Skeptics, however, have argued that if magnetars were the source, we should see fast radio bursts within our own galaxy. With this burst, we have. “In some ways, it’s a great relief,” said Metzger, who has worked on magnetar models. “It means I haven’t thrown away several years of work.”
The task now is to pinpoint exactly how a magnetar creates the brief burst of radio waves. Many ideas begin with a magnetar blasting out a flare of energy, often in the form of electron and positron pairs. These flares can then produce radio waves via one of two broad mechanisms—one that occurs within the magnetosphere (the intense magnetic field that surrounds the magnetar) and one that occurs well beyond. In the first scenario, the flare of energy remains anchored to the crust of the star via magnetic field lines.
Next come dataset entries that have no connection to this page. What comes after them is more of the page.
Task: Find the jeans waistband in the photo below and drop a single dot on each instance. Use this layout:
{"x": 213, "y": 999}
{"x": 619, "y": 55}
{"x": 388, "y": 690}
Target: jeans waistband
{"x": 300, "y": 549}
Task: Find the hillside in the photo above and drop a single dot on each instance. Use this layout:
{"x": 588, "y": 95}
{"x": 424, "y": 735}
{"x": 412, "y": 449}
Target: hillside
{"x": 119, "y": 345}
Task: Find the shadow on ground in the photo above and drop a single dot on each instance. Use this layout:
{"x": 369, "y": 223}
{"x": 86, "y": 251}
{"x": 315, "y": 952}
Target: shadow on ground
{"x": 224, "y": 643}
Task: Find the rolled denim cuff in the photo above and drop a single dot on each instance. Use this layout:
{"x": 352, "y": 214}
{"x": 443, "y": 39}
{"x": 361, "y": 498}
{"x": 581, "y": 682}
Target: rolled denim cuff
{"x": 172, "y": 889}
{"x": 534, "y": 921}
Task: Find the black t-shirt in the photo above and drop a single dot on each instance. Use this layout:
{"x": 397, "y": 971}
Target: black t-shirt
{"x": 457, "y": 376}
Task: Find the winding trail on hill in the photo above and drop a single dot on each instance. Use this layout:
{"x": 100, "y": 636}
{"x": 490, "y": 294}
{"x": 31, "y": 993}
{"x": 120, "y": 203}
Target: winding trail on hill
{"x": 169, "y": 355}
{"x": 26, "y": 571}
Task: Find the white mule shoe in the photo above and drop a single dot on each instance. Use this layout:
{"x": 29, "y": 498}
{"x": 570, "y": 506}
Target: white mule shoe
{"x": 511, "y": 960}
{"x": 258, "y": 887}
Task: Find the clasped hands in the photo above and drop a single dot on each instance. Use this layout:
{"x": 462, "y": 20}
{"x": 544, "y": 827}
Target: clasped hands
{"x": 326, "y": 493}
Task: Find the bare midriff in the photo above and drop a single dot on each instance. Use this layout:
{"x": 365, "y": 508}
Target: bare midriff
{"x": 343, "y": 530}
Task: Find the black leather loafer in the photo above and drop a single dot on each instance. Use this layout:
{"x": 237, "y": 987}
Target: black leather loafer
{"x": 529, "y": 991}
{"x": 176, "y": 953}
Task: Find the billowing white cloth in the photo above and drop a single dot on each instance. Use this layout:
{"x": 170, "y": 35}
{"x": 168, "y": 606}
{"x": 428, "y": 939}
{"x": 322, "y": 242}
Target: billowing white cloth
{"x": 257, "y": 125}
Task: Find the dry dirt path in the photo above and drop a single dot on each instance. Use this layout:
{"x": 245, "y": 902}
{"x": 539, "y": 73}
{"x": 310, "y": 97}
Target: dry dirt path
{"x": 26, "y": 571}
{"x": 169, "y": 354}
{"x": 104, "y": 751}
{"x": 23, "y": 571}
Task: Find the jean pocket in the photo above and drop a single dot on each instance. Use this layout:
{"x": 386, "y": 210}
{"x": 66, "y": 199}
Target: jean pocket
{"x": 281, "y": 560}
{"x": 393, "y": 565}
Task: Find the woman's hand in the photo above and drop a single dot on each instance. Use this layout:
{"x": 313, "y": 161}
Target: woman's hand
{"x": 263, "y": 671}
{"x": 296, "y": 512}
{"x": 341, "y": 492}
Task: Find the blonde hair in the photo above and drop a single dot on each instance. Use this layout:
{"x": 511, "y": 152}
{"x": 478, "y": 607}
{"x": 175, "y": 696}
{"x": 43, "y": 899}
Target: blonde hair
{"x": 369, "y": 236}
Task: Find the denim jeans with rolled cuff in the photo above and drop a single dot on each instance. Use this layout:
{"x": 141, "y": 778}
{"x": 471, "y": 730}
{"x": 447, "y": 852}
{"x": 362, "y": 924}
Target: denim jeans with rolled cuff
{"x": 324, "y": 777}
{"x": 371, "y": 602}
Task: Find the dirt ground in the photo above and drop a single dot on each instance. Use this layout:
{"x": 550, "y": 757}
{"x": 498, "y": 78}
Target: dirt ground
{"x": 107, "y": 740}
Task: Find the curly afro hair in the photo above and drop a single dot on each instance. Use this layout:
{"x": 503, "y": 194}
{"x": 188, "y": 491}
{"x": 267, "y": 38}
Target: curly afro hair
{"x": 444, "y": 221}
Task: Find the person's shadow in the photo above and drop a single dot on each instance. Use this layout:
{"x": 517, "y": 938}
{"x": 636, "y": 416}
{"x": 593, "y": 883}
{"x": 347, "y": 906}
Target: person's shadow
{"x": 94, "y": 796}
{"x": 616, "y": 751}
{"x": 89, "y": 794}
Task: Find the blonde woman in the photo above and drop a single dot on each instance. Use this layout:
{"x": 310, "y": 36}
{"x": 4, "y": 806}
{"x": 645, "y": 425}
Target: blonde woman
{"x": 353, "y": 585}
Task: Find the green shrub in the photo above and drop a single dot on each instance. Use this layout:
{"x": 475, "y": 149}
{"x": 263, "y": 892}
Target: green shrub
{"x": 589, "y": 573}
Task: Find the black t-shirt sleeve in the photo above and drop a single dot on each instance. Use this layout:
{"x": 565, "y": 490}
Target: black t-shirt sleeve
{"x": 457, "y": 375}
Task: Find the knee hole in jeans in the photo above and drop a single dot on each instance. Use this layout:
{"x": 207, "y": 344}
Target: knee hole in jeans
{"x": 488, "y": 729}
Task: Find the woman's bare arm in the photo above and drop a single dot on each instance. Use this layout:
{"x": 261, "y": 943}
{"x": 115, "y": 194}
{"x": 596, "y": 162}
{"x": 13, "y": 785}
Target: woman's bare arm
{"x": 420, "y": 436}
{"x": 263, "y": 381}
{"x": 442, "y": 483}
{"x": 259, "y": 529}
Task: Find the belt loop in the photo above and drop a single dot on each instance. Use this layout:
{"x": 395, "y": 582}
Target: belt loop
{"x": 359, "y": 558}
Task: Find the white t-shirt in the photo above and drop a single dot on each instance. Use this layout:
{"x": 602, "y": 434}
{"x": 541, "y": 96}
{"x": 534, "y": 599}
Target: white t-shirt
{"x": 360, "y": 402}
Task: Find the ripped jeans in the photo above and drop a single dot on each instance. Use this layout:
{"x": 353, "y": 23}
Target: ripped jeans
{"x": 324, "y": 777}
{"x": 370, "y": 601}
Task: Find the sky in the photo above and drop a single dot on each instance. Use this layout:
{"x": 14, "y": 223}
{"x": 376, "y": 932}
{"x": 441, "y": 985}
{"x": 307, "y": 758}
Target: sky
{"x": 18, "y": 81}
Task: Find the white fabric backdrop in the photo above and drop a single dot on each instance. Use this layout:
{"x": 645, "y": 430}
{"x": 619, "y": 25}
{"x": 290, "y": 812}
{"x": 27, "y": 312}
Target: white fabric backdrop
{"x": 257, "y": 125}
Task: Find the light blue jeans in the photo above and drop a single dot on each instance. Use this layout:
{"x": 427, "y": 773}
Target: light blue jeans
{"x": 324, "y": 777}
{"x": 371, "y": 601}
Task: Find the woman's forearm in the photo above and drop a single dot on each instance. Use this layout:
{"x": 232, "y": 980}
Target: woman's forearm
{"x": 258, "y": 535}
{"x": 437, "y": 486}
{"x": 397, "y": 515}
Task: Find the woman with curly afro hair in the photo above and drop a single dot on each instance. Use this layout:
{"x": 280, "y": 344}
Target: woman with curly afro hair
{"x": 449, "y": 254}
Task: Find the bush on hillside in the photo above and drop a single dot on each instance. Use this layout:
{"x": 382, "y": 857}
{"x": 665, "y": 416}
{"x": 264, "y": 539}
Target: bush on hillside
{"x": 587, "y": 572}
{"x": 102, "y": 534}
As the crust continuously jostles about, these magnetic fields twist and turn until they snap to a simpler state, immediately releasing a laserlike flash of radio waves.
In the second scenario, which Metzger and his colleagues published last year, the flare of energy escapes the magnetosphere and travels a large distance—up to 1 million times the radius of the magnetar. Here it plows into the older debris surrounding the magnetar and generates a shock wave. That shock moves outward, compressing the magnetized plasma ahead of it and building a magnetic field behind it. Then, as electrons are swept up by the shock front, they begin to gyrate around the magnetic field—a dance that emits another laserlike flash of radio waves. This model makes a crucial prediction. The same shock that generates the radio emission should also heat the electrons, causing them to emit x-rays. In fact, the burst should release 100,000 times more energy in x-rays than in radio waves.